The research shows an increase in the number of house hunters in the market. The number of house hunters registered with estate agents increased from 192 in July 2008 to 292 in July this year.

After dipping slightly in June the number of people searching for property rose again in July. The past three months as a whole represent the largest three-month demand in property since September-November 2007 and could represent the fact that people believe lower house prices can deliver a bargain but also that they consider the market to have bottomed out.

“Prices are gently on the rise as demand outstrips supply especially in the first time buyer end of the market,” says Martyn Gerrard, chairman of the London NAEA branch. “Building society surveyors have appreciated the situation and are no longer down valuing for mortgage purposes although the increased demand for funding has meant that the time taken from application to offer is often several weeks.”
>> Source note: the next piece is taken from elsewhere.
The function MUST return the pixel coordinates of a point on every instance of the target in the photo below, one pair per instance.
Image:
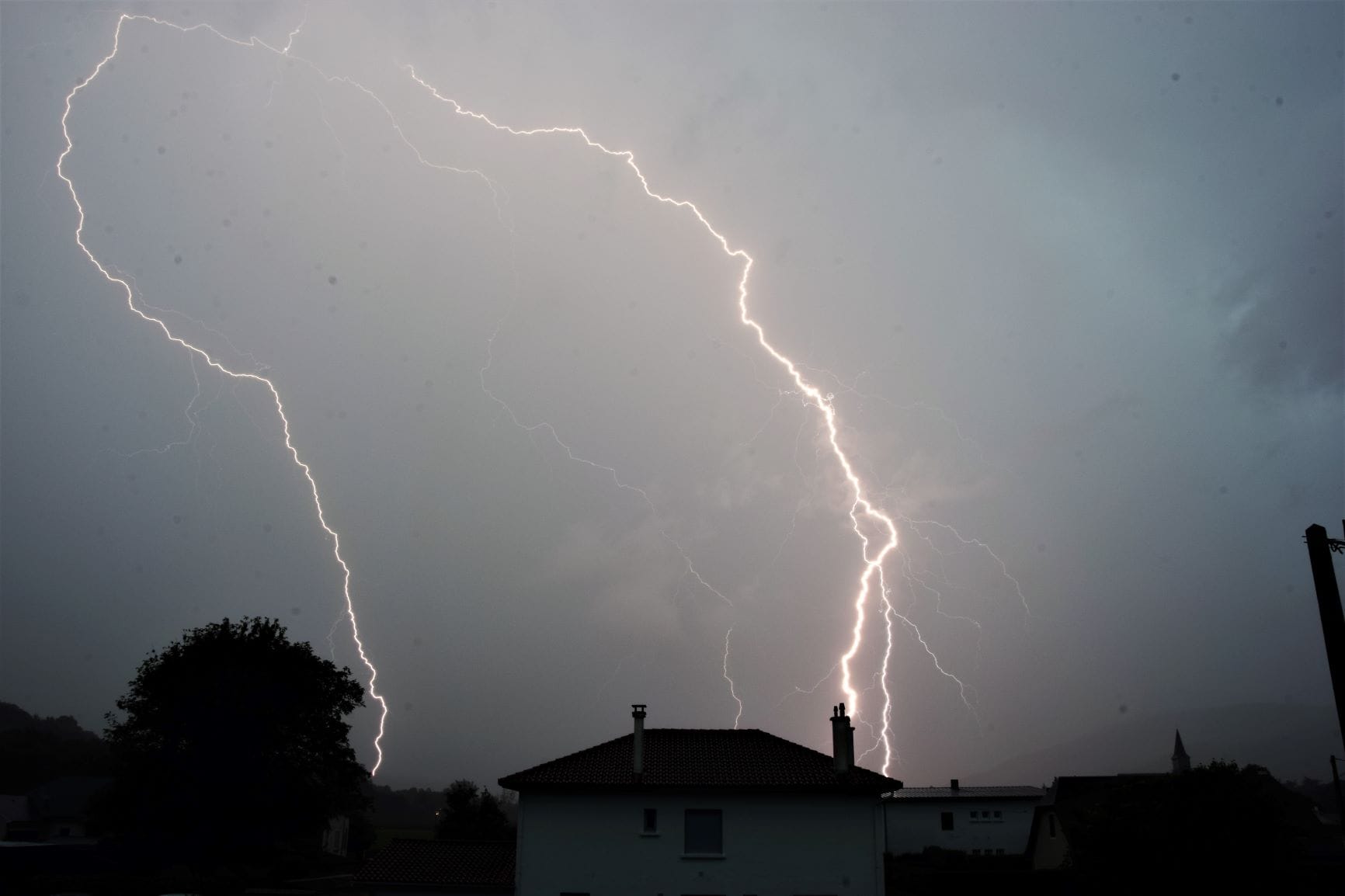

NAEA say that relative to last year’s low, this year’s figures may still be taken as a positive indicator and further evidence that the market is moving towards recovery.

“July has seen recovery in the housing market continue, but it is still a very sensitive recovery,” says Ricardo Copus, chairman of Devon NAEA branch. “Assuming no national or international disasters occurring before the end of the year, the percentage of transactions should continue to increase slowly.

As seasonal activity picks up after the summer holidays and buyers make their way through the system, NAEA predict that the number of properties available for sale will increase.

“We certainly have a “feel good” factor at the moment and any time you year estate agents whingeing about “lack of stock” the market must be good,” says Des Rowson, chairman of the Essex NAEA branch. “The shortage of properties coming on the market means prices are beginning to edge upwards in most areas.”